Aussi cet amendement vise-t-il à permettre à ces communes de retrouver la compétence « promotion du tourisme » par simple délibération du conseil municipal. Cette possibilité serait toutefois réservée aux seules communes menant une politique touristique ambitieuse, c’est-à-dire celles disposant d’un minimum de 3 000 lits touristiques.

M. le président. La parole est à Mme Sylviane Noël, pour présenter l’amendement n° 576 rectifié quinquies.

Mme Sylviane Noël. Il est défendu.

M. le président. La parole est à M. Éric Gold, pour présenter l’amendement n° 815 rectifié.

M. Éric Gold.
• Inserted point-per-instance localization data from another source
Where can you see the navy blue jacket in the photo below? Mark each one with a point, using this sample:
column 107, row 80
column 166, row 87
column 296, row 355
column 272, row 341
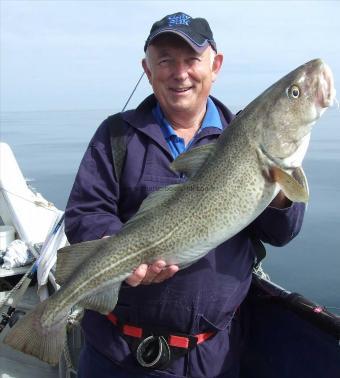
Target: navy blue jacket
column 200, row 298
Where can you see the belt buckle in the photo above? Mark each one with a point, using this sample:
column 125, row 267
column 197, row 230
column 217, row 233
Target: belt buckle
column 153, row 352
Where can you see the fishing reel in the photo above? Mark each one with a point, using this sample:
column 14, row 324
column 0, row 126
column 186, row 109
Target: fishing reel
column 11, row 317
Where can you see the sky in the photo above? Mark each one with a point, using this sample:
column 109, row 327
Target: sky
column 80, row 55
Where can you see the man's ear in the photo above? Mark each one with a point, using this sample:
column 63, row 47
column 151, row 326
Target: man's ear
column 216, row 66
column 146, row 69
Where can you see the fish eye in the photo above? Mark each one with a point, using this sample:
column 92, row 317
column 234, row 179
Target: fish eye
column 293, row 91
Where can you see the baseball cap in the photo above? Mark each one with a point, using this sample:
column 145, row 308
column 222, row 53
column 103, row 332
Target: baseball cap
column 195, row 31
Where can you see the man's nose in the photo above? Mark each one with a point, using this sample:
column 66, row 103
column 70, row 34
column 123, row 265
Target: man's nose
column 180, row 70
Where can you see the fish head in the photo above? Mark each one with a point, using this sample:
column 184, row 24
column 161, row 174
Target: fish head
column 289, row 108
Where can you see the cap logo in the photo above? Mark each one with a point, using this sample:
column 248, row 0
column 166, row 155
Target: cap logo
column 181, row 19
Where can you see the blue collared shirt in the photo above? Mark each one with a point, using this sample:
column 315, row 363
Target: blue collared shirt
column 175, row 143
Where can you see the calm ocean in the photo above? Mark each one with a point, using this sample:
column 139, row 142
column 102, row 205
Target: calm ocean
column 49, row 145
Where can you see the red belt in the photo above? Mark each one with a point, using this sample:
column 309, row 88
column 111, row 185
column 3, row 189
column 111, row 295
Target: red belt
column 179, row 341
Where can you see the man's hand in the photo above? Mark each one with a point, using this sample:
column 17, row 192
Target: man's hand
column 155, row 273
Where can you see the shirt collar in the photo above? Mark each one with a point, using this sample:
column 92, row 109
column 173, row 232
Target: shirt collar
column 211, row 119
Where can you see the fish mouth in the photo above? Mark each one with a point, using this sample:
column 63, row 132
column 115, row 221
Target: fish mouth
column 326, row 91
Il paraît nécessaire que les communes touristiques puissent décider de retrouver l’exercice de la compétence « promotion du tourisme » quand elles promeuvent une politique touristique ambitieuse sur leur territoire.

Aussi, cet amendement vise à permettre aux communes touristiques comptant une capacité d’hébergement d’au moins 3 000 lits de prendre cette décision dans les mêmes conditions que les communes touristiques classées stations de tourisme, à savoir par la seule délibération du conseil de la commune concernée.

Ces communes doivent choisir librement l’organisation touristique la plus adaptée à leur situation. En effet, les spécificités des communes touristiques peuvent nécessiter de conserver un pilotage de la promotion et une gouvernance au plus près des réalités locales. À cela, il faut ajouter un contexte international de plus en plus concurrentiel : il est donc essentiel que lesdites communes préservent leur capacité d’action et d’intervention en matière de promotion touristique.